Who’s content with their life is the question? I thought that I was but, to be honest, I’m not. There are things that I wish I had, wish I could do and wish I had more of. But if I”m being honest I wish I had a better relationship with God. It’s my fault, not his. He is always there open and ready but I’m not. Why? Because he knows everything about me. He knows my thoughts, fears, and dreams. But to be honest, what does it look like having a relationship with God? I pray, read my devotionals, read my bible, and listen to sermons. But does that mean that I have a relationship with God? Am I being lazy in this area of my life? I would have to say yes. Seek and ye shall find. Knock and the door will be open to you. Sometimes I feel like I’m drowning when it comes to having a relationship with God. What does he truly expect from me? I pray to connect and have a relationship with him. I pray for others more than I pray for myself. But what am I missing here? I feel like I”m not content because I’m missing this relationship with God. I feel like I”m not content because I”m not truly seeking him as I should. What am I missing? What am I doing wrong?
I’m not going to lie apart of me is torn about what to do next with my life. But also a part of me is torn about what to do with some relationships in my life. I honestly feel like no matter how much you care or try to explain things to people they will never get it. Some people grew up not being loved or cared for. Some people grew up with so much love that they give it back to others. But no matter what you do for someone they will never understand it and will always question it. I’m really at the point in my life if I should even care anymore. There is so much going on in this world and I get it but at the end of the day, we all have to go home and face our problems. We all have friendships and relationships that we know aren’t good for us. We all have to get to a point in our lives where we start to put us first. I don’t know what that looks like to be honest because I don’t do that. I take care of everyone else and leave myself for last. But I feel like this needs to change in my life. I leave the leftover energy for myself and that isn’t enough.
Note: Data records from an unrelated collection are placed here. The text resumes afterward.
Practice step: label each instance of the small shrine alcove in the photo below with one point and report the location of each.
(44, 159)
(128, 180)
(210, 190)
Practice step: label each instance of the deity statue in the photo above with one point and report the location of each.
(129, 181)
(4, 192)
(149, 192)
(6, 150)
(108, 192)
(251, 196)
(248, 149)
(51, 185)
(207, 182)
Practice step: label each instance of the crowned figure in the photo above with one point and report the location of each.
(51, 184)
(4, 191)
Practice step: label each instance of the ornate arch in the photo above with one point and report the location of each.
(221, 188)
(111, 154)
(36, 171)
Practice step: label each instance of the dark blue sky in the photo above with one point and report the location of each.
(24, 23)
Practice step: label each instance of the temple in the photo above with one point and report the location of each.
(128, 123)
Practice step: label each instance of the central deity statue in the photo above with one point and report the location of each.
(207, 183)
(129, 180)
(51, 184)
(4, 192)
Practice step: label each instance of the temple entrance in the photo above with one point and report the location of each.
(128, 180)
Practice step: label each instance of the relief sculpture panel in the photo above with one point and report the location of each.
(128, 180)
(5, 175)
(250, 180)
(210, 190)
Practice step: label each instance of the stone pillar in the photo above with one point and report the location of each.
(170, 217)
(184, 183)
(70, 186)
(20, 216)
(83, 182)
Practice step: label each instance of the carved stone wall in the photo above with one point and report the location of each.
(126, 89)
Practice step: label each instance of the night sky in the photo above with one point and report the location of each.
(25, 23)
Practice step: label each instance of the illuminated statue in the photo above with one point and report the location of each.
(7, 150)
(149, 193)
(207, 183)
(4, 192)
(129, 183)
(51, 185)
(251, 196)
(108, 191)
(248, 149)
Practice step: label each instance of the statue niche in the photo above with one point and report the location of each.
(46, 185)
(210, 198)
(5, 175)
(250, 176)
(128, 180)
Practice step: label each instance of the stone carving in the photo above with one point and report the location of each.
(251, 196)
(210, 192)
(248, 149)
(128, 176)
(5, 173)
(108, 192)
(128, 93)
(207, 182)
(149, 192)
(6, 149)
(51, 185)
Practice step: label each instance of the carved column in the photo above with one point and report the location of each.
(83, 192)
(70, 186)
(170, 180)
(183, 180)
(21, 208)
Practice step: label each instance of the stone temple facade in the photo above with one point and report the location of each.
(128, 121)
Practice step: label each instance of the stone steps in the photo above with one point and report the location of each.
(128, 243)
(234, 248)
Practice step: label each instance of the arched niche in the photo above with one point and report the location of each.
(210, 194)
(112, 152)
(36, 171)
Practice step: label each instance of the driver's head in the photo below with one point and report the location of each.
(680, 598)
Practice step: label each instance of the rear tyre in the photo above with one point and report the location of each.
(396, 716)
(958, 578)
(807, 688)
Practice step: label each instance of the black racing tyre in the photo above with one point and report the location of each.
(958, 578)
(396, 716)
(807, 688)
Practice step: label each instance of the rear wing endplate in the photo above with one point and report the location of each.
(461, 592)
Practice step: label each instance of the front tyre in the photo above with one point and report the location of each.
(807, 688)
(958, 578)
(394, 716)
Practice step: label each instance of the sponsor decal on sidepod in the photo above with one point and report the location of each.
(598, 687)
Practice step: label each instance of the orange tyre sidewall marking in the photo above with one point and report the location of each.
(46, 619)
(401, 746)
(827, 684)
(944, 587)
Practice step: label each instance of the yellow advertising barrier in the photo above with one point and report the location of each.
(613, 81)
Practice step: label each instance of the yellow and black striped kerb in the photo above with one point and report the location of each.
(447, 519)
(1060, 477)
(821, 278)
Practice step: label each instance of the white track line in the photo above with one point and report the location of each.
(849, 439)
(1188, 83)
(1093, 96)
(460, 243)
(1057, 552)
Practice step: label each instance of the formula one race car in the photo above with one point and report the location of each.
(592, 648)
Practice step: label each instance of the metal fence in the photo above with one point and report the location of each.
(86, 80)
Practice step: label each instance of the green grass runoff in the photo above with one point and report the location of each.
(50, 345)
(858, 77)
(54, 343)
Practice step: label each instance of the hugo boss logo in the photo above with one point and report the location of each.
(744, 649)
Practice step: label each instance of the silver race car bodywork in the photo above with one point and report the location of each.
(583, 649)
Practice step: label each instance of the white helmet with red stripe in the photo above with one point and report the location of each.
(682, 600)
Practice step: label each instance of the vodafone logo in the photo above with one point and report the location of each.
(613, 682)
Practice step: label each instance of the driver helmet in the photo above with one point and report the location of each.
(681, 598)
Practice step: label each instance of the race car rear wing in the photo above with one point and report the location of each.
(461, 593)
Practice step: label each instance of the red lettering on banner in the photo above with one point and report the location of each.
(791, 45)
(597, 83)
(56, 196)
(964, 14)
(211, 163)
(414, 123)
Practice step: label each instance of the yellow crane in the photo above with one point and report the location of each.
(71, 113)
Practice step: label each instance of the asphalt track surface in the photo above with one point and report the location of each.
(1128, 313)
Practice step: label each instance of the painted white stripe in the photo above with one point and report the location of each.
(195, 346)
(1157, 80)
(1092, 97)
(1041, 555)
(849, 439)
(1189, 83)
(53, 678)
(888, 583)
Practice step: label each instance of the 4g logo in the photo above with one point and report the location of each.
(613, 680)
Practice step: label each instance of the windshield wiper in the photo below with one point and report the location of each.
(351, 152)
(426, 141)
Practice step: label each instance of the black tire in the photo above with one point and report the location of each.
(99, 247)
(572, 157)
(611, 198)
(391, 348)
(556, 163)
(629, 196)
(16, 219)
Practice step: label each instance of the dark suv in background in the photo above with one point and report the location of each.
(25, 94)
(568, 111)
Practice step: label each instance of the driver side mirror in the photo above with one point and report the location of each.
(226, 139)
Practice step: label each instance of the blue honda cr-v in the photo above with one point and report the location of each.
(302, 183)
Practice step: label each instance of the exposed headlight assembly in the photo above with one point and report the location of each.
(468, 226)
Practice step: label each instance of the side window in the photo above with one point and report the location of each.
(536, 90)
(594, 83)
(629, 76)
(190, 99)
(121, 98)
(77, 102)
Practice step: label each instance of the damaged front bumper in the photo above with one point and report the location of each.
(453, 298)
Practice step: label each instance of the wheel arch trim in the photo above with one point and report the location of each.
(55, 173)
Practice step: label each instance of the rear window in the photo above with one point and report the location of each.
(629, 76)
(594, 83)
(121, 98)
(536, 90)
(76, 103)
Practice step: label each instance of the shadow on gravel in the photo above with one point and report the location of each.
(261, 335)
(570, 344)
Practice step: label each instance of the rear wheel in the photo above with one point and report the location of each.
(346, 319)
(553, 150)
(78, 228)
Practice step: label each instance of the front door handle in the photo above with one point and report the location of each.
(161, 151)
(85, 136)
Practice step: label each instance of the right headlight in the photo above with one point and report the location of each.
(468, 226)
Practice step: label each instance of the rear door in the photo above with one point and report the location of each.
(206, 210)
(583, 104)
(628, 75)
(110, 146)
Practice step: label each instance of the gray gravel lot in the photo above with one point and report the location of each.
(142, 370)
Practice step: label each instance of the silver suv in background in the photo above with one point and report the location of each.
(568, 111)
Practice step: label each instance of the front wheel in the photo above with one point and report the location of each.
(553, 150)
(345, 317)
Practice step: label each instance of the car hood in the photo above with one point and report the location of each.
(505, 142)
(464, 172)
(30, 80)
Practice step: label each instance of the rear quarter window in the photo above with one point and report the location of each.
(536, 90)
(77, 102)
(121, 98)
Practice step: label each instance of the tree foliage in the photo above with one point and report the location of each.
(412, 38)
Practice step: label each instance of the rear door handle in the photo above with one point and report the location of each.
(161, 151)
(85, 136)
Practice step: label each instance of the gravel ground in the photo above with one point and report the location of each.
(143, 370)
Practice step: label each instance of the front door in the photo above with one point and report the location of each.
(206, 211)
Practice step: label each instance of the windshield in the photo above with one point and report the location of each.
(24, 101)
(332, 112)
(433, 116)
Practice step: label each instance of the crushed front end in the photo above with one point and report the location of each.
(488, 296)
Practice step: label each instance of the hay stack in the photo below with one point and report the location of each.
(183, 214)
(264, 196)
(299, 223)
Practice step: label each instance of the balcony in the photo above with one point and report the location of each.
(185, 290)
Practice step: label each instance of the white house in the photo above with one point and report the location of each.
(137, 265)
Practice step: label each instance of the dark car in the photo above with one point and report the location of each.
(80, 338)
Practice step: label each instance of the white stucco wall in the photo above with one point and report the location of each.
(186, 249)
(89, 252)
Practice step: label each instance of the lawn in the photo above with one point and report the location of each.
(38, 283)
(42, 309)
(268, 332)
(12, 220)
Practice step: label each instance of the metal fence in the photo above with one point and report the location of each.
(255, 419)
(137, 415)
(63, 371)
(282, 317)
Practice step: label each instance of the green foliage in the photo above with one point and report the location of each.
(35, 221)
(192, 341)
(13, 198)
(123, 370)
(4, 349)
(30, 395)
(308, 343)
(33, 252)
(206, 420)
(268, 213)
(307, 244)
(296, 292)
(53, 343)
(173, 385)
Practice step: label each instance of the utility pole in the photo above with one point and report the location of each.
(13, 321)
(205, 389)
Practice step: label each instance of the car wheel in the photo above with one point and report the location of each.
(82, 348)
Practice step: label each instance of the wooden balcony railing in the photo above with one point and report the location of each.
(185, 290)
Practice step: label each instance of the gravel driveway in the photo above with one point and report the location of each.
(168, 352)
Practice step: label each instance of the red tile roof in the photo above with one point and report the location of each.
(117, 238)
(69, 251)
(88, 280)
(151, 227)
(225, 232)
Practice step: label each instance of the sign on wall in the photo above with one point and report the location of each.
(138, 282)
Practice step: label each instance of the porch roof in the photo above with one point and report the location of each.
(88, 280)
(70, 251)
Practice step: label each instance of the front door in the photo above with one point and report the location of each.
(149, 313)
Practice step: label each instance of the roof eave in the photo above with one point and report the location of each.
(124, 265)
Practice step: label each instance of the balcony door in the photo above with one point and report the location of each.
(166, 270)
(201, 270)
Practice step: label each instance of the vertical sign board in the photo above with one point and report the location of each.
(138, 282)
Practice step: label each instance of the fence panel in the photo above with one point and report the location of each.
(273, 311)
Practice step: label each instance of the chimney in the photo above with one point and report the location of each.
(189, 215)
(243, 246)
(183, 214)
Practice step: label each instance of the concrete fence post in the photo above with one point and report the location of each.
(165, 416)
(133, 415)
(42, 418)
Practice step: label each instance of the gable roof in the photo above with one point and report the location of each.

Most of the time I’m so tired that I neglect myself. I have to truly love myself and give me time and space to grow and develop. I have to give myself time to be the best me. Looking back in life I have truly neglected myself and I feel like the best me is still inside of me.
I’m sitting here today thinking about my life. My relationships have gotten so much better. Except for one. I haven’t talked to my dad since March and to be honest, I don’t feel bad about it. I stopped talking to my dad because I was tired of him lying to me. All my life that is all my dad did to me was lie. And I had, had enough. At some point, this has got to stop. You can’t continue to lie to me and let me down all the time.
But it bothers me that he doesn’t get it. It’s just another day to him. He doesn’t understand why I’m upset. It doesn’t matter how many times I have told him this already. He just seems to be clueless. I’m the only child that he makes promises to and doesn’t come through on. So I’m tired and done. When I feel like talking to him then I will but right now I need time to heal. Your parents are supposed to set an example for you. Not lie to you and think that it’s okay. My dad has never been there for me in any way in my life. Just trying to figure out what I did so bad to be treated like this.